I started installing games unaware of the problem. First I installed the four Warhammer 40k Dawn of War games. There was no major problem, but there was a strange error. It wouldn't let me load the game unless I loaded it in safe mode. However, once the game was loaded from it's safe mode, I was able to switch all the settings to their max, and the game played and loaded fine. No error after that. No slowdown or video skip.

So then, I installed Overlord. It crashes before it even starts up, so I can't play it at all.

Then I start to install some of my older games. I install Civilization 2: Test of Time, and while it loaded and played fine, it crashed during play. That has never happened to me on any other system before. It's an old, sturdy game. I was surprised.

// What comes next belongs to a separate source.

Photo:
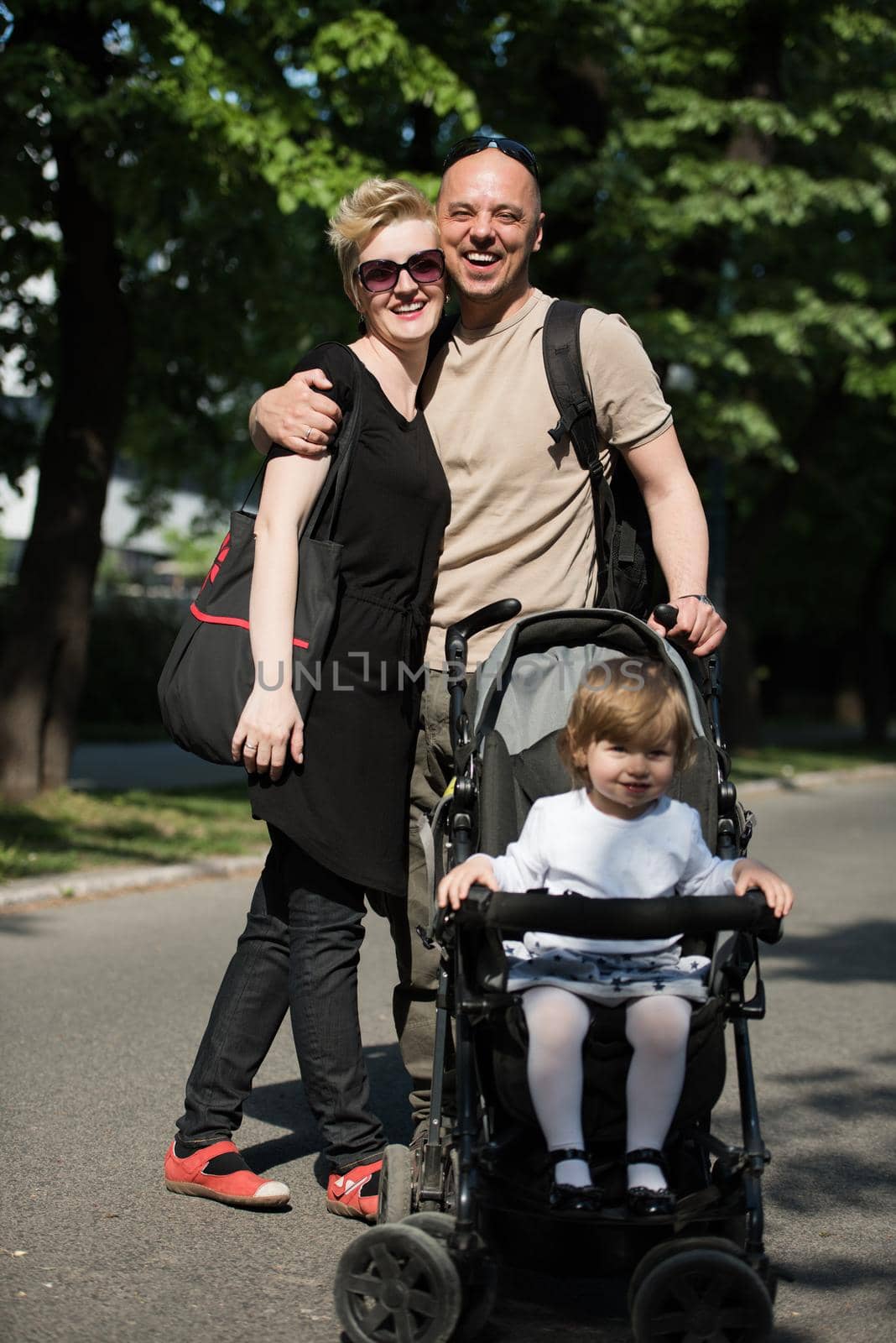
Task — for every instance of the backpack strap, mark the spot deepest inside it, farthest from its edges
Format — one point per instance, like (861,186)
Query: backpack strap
(562,353)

Then I installed Dungeon Keeper 2, and while no errors were reported and it loaded up fine, when I started an actual level, the screen was blank. Well, not the entire screen. The toolbar, the map, the cursor all appeared fine, but the actual playfield was blank. It just didn't show up at all.

Is it the drivers, or is it because the card is weak? Is it possible to do anything to make these games work with this card?

For that matter, is it possible to replace the card at all? I know it's integrated, but does that mean no other card can be put in? And if it could, what would I replace it with?

I contacted Dell, and the technician told me it was possible to replace the card, in this method: http://support.dell.com/support/edocs/systems/vos1500/en/sm/graphics.htm#wp1179839

I don't even know enough to know if that's what an integrated card looks like, or if he misunderstood me and thought that it was an interchangeable one.

Can this laptop be altered to be made into a gaming laptop, or have I made a huge mistake?


----------



## thompsop07 (Mar 27, 2008)

*Re: Intel® Integrated Graphics Media Accelerator X3100, Can It Play Games?*

ive found alot of problems with dungeon keeper 2 are down to the opperating system, it had troubles playing on my old xp machine and that error you described sounds just like one i had with medieval total war, all the units and tollbars will load but no map, i assume its a vista error as even the battles( much more demanding than the map) played smoothly for me.
My brother has an acer with the x3100 which smoothly plays games such as aoe3 and empire earth 2 and the likes.
so in short it will do better than alot of people would think and i imagine would only struggle with very recent games


----------



## Bakryuuha (Aug 16, 2007)

*Re: Intel® Integrated Graphics Media Accelerator X3100, Can It Play Games?*

I doubt the card being weak would cause the game to completely crash or not start up, most games come up with a window that say your specs dont meet the requirements. Try getting newer drivers. But yes, the word integrated always makes me cringe a little lol


----------



## FreoHeaveho (Aug 22, 2006)

*Re: Intel® Integrated Graphics Media Accelerator X3100, Can It Play Games?*

You will be able to play very basic games at low resolution, but dont expect to play any newer games.


----------



## Andrews15r (Feb 15, 2009)

*Re: Intel® Integrated Graphics Media Accelerator X3100, Can It Play Games?*

That is an interchangeable graphics card, you will not be able to switch an integrated graphics card without replacing the whole motherboard. (something I just found out today which is kind of a bummer) I hate this part...


----------



## grimx133 (Jan 15, 2008)

*Re: Intel® Integrated Graphics Media Accelerator X3100, Can It Play Games?*

Most motherboards with integrated video also have a slot for a graphics card. Desktops anyway, laptops and upgrading video is pretty much a no go.


----------